# Pandas workbook

In this notebook we will review some Pandas tricks. Examples will use the iris dataset from R.A. Fisher, 1936 as provided by the [UCI ML repo](https://archive.ics.uci.edu/dataset/53/iris).

In [None]:
import pandas as pd

pd.options.mode.copy_on_write = True
import numpy as np

In [None]:
# load iris dataset
iris = pd.read_csv("iris.csv")
iris

# Filtering

Now let's filter for the species being versicolor

In [None]:
iris[iris["species"] == "versicolor"].info()

In [None]:
iris[iris["species"].isin(["versicolor", "setosa"])].info()
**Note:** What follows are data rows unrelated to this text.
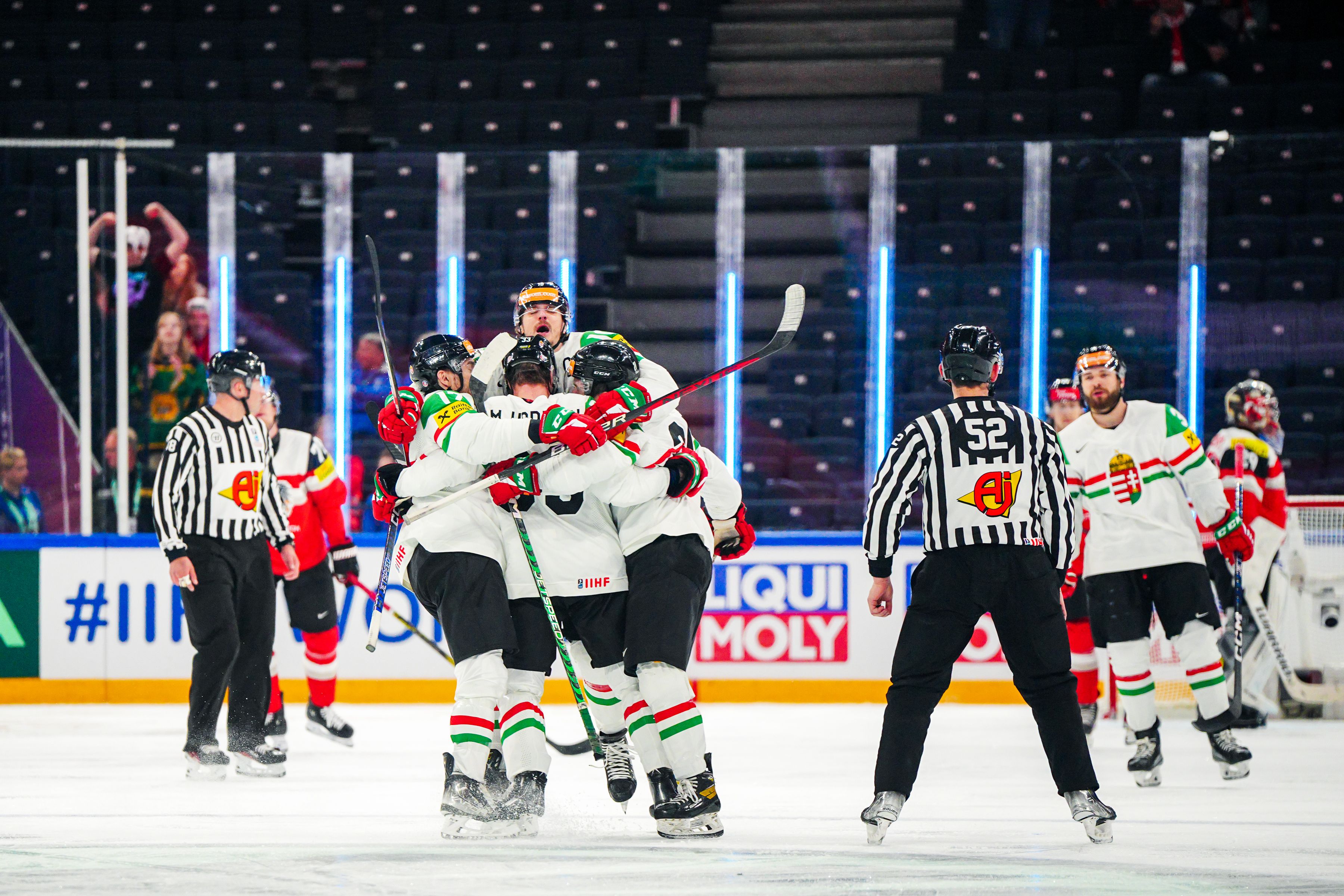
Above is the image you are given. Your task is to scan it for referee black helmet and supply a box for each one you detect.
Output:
[564,339,640,395]
[411,333,480,395]
[938,324,1004,386]
[206,348,266,392]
Exercise: How many observations have sepal length in the upper 50% quantile and petal width greater than 2?

In [None]:
thresh = np.quantile(iris["sepal_length"], 0.5)
len(iris[(iris["sepal_length"] > thresh) & (iris["petal_width"] > 2)])

# Selecting

We may want to select only a subset of columns

In [None]:
iris[["sepal_length", "species"]]

In [None]:
# select all columns except sepal length and species
iris[iris.columns.difference(["sepal_length", "species"])]

Exercise: How would you select only the columns containing the word "length", without explicitly writing them out? (in a bigger dataset where there may be dozens of columns containing "length", you wouldn't want to type them all out).

In [None]:
print(iris.columns.str.contains("length"))
print(iris.columns[iris.columns.str.contains("length")])
iris[iris.columns[iris.columns.str.contains("length")]]
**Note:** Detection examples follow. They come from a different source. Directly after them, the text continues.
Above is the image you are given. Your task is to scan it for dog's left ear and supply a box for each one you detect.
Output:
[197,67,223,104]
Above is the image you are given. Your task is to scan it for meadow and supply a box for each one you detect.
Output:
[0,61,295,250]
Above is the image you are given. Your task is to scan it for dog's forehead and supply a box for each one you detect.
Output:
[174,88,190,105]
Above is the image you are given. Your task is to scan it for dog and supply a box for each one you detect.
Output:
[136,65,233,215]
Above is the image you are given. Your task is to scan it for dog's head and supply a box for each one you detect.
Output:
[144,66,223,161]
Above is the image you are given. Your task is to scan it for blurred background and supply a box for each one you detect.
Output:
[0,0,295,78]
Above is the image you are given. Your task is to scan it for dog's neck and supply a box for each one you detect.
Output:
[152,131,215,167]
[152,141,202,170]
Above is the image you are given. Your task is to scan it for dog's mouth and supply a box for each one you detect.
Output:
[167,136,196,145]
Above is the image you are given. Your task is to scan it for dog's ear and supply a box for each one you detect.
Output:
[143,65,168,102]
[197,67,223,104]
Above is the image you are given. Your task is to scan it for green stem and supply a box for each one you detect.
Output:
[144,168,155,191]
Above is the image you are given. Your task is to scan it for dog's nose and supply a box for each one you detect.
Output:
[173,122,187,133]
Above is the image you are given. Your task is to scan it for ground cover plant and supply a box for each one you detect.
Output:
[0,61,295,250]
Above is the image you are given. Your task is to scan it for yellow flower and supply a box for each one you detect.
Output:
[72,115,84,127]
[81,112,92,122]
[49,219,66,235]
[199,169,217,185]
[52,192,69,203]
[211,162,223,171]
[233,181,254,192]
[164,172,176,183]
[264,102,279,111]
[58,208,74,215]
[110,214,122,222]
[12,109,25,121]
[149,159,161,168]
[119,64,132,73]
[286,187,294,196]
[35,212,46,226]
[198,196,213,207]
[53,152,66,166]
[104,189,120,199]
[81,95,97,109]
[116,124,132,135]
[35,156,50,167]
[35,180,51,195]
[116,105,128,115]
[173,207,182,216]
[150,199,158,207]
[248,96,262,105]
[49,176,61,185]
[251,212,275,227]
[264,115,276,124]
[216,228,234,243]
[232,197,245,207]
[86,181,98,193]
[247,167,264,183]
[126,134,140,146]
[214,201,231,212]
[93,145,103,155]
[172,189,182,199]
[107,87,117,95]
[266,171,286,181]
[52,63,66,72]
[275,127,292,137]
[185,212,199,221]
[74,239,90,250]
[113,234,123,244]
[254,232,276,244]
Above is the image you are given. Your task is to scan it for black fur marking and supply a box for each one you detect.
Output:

We can also select columns of only certain types

In [None]:
# select only numeric columns
iris.select_dtypes(include="number")

Let's make a new dataframe with a new column `sepal_sum`, which holds the sum of `sepal_length` and `sepal_width` for `versicolor` flowers.

In [None]:
iris_vc = iris[iris["species"] == "versicolor"]
iris_vc["sepal_sum"] = iris_vc["sepal_length"] + iris_vc["sepal_width"]
iris_vc.head()

In [None]:
# multiply every column containing "sepal" by 2
iris_new = iris.copy()
iris_new.loc[:, iris_new.columns.str.contains("sepal")] *= 2
iris_new.head()

# `groupby`

In [None]:
iris.groupby("species").mean()

In [None]:
iris.groupby("species").apply(lambda x: x.max() - x.min())

Exercise: For each species, randomly select half of the observations and compute the 0.25 quantile for each feature (i.e., sepal_length, sepal_width, petal_length, and petal_width). Hint: see `DataFrame.sample()`

In [None]:
iris.groupby("species").sample(25).groupby("species").quantile(0.25)

# `sort_values`

In [None]:
iris.sort_values("petal_length")

In [None]:
iris.sort_values(["petal_length", "sepal_width"], ascending=[False, True])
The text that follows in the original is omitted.